Part of the "Clean Gasoline Project," the unit will hydrotreat gasoline from the FCC unit without lowering the octane rating.

It will enable production of gasoline with sulfur content below 10 ppm so that the Antwerp refinery can comply with 2008 European gasoline standards.

TWO AUSTRALIAN LNG projects marked progress with recent developments.

The newly independent East Timor last week signed the Timor Sea Treaty, enabling natural gas to be produced from Bayu-Undan field in the sea's Joint Petroleum Development Area shared by the two countries.

The move, along with the Mar. 6 signing of an International Unitization Agreement (IUA) for Greater Sunrise gas fields—Sunrise, Sunset, and Troubadour—paves the way for development of those fields along with Bayu-Undan.

Greater Sunrise, which has gas reserves of 9 tcf, is planned as the world's first floating LNG plant (OGJ, Mar. 10, 2003, p. 56), with produced LNG to be delivered to a proposed terminal to be sited somewhere in southern California or Mexico's Baja California peninsula, where it would be regasified and marketed.

Australian Resources Minister Ian Macfarlene, who signed the treaty, said he would assist with gas marketing during a planned trip to China, South Korea, and Japan.

Bayu-Undan JV partners are ConocoPhillips unit Phillips Petroleum (91-12) Pty. Ltd. (operator), Santos Ltd., ENI SPA unit Agip SPA, and Tokyo-based Inpex Corp.

Greater Sunrise partners are operator Woodside Petroleum Ltd., Oska Gas Corp., Shell Development (Australia) Pty. Ltd., and ConocoPhillips.

Darwin LNG Pty. Ltd., a Phillips Petroleum Co. (now ConocoPhillips) unit, last year signed a 17-year heads of agreement with Tokyo Electric Power Co. Inc. and Tokyo Gas Co. Ltd. for the sale of 3 million tonnes/year of LNG.

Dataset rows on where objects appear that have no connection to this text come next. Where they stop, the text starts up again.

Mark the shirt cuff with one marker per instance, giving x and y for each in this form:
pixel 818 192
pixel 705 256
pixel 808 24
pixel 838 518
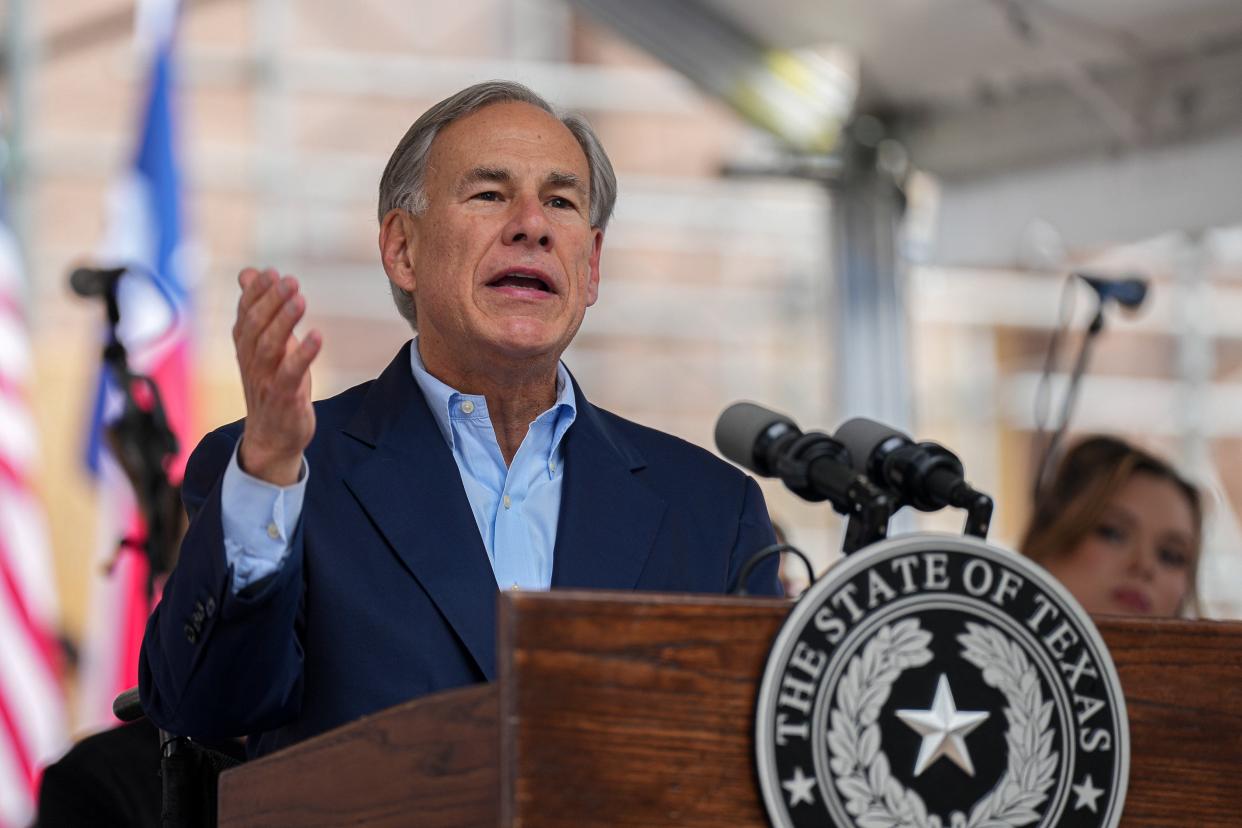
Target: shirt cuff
pixel 258 520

The LNG will be exported from a proposed liquefaction plant and export terminal at Darwin, Australia, fed by natural gas from Bayu-Undan field. Gas deliveries are expected to begin in late 2005, with fob shipments of the first LNG cargoes planned to start in January 2006.

The agreement commits nearly 100% of the field's 3.4 tcf of natural gas, Phillips said (OGJ, Mar. 18, 2002, p. 8). The field also has estimated reserves of 400 million bbl of condensate and NGL.

The Bayu-Undan gas project has been long delayed by governmental issues and earlier partner differences. In late 2001, Phillips approved construction of a $1.5 billion pipeline to carry gas from the field to northern Australia (OGJ, Jan. 7, 2002, p. 8).

Total development cost, including the pipeline and LNG plant construction, is expected to be $3 billion.

Gas reserves developed in the Greater Sunrise fields will be covered by a letter of intent Phillips and Houston-based El Paso Corp. signed about 2 years ago (OGJ, Apr. 9, 2001, p. 62).

El Paso agreed to purchase LNG from the Darwin plant under a long-term contract beginning in 2005.